I like to jam along with bands on the great Palladia cable channel (e.g., "Later with Jools Holland," "...Daryll's House") but needed to hear myself better so I bought a cheap Cherub guitar pickup and Vox Rhythm mini-amp (which I run through a spare Altec-Lansing 2.1 computer speaker system to gain some bass end via subwoofer).
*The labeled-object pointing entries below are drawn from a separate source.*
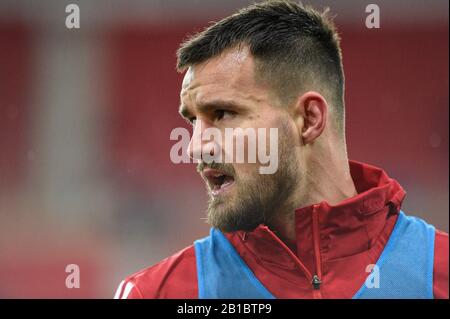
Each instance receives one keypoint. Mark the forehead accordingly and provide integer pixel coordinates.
(229, 75)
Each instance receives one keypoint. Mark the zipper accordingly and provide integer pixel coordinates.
(316, 281)
(297, 261)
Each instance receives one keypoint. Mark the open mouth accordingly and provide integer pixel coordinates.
(218, 181)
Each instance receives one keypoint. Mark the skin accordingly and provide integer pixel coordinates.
(315, 149)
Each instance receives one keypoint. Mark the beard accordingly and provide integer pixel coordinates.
(255, 199)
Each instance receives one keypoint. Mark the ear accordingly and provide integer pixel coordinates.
(313, 109)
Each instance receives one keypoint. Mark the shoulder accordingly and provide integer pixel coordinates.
(172, 277)
(440, 273)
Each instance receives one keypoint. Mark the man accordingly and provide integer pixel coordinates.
(321, 226)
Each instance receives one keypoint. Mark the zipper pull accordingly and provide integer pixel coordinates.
(316, 282)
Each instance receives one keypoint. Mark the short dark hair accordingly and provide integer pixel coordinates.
(295, 48)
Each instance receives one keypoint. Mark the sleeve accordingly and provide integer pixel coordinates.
(440, 273)
(127, 290)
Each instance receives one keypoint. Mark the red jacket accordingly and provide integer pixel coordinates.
(336, 242)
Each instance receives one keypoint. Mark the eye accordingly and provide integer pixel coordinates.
(223, 114)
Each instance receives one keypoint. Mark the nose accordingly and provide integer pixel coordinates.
(203, 143)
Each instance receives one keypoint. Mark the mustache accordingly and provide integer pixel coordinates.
(226, 168)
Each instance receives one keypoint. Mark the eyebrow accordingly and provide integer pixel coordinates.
(204, 107)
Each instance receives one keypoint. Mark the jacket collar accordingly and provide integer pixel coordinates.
(345, 229)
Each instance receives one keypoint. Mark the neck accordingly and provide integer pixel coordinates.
(326, 178)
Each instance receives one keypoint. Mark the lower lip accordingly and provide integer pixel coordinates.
(222, 189)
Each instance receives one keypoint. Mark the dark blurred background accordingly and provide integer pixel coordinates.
(85, 118)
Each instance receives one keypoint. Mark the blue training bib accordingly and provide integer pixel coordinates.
(405, 267)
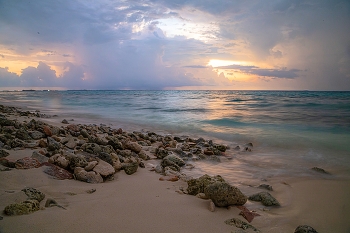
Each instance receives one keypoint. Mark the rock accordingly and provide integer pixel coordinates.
(59, 160)
(57, 172)
(16, 143)
(31, 144)
(90, 166)
(266, 186)
(91, 148)
(8, 129)
(161, 153)
(117, 165)
(89, 177)
(104, 169)
(169, 178)
(247, 214)
(70, 142)
(106, 157)
(305, 229)
(116, 144)
(320, 170)
(176, 159)
(47, 131)
(211, 206)
(196, 186)
(224, 194)
(84, 133)
(41, 158)
(265, 198)
(42, 143)
(168, 163)
(21, 208)
(202, 196)
(27, 163)
(52, 144)
(7, 163)
(90, 191)
(240, 224)
(130, 168)
(143, 155)
(133, 146)
(76, 161)
(23, 134)
(34, 194)
(159, 168)
(3, 153)
(73, 128)
(36, 135)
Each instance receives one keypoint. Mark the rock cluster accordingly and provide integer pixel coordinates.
(28, 206)
(217, 189)
(93, 153)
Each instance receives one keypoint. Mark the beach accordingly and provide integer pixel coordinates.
(141, 202)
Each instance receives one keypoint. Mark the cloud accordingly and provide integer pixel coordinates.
(272, 73)
(156, 44)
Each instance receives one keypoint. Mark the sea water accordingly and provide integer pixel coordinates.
(291, 131)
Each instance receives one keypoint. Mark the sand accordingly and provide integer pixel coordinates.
(142, 203)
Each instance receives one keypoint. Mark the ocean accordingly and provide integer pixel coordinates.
(291, 131)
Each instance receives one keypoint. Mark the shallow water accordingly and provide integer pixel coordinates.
(291, 131)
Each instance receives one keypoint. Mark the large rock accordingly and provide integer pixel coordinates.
(41, 158)
(91, 148)
(265, 198)
(117, 165)
(21, 208)
(133, 146)
(70, 142)
(52, 145)
(161, 153)
(104, 169)
(76, 161)
(34, 194)
(175, 159)
(59, 160)
(57, 172)
(23, 134)
(89, 177)
(36, 135)
(224, 194)
(27, 163)
(305, 229)
(130, 168)
(4, 153)
(196, 186)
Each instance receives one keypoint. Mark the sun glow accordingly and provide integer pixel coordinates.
(220, 63)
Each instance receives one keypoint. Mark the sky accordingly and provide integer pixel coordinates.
(175, 44)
Works OK but I'm now thinking of buying the OU6LCE with onboard pickup/EQ so I can ditch the clip-on Cherub.

Can anyone compare/contrast the acoustic performance of the OU6LCE versus the OU6? In terms of sound projection, I'm guessing the LCE's satin finish (vs. gloss) might help compensate a bit for the lower resonance of a cutaway body design.

As for similarly priced acoustic-electrics, I've tried the Cordoba 20TM-CE acoustically but thought its sound was a bit delicate/soprano-like (but maybe I've grown accustomed to low-G).

I've searched here for Oscar Schmidt OU6LCE reviews but found very few comments. Anyone? (Especially comparing the LCE's acoustic sound versus a known-to-me benchmark, the OU6's). I can't find any local stores that carry the OU6LCE to enable a first-hand evaluation, and most Youtube clips are sonically iffy.

Also, anyone want to comment on the concept of "psychoacoustics" (e.g., self-fulfilling expectations) and what I've seen described as the "myth of tonewoods," i.e., purportedly, the overall sound quality of any stringed, wooden instrument may be more dependent on design and build precision than on solid wood vs. (quality) laminate?

12-28-2016, 04:45 AM
I've found an OS OU4 for less than half of what the OP paid and it's beautiful. I have an appointment to meet the current owner when he returns to town and I expect that I'll be bringing home this beauty as my first Uke. Waiting...

No longer waiting. I was able to "see" the image that the current owner had posted to Criagslist as part of the for sale advertisement to see damage that had been inflicted on this instrument by his daughter. He didn't attempt to conceal the repair that he had affected but I didn't want to invest in something that was already damaged. I'm passing on this one but have ordered a Kala from Amazon.com as my first ukulele.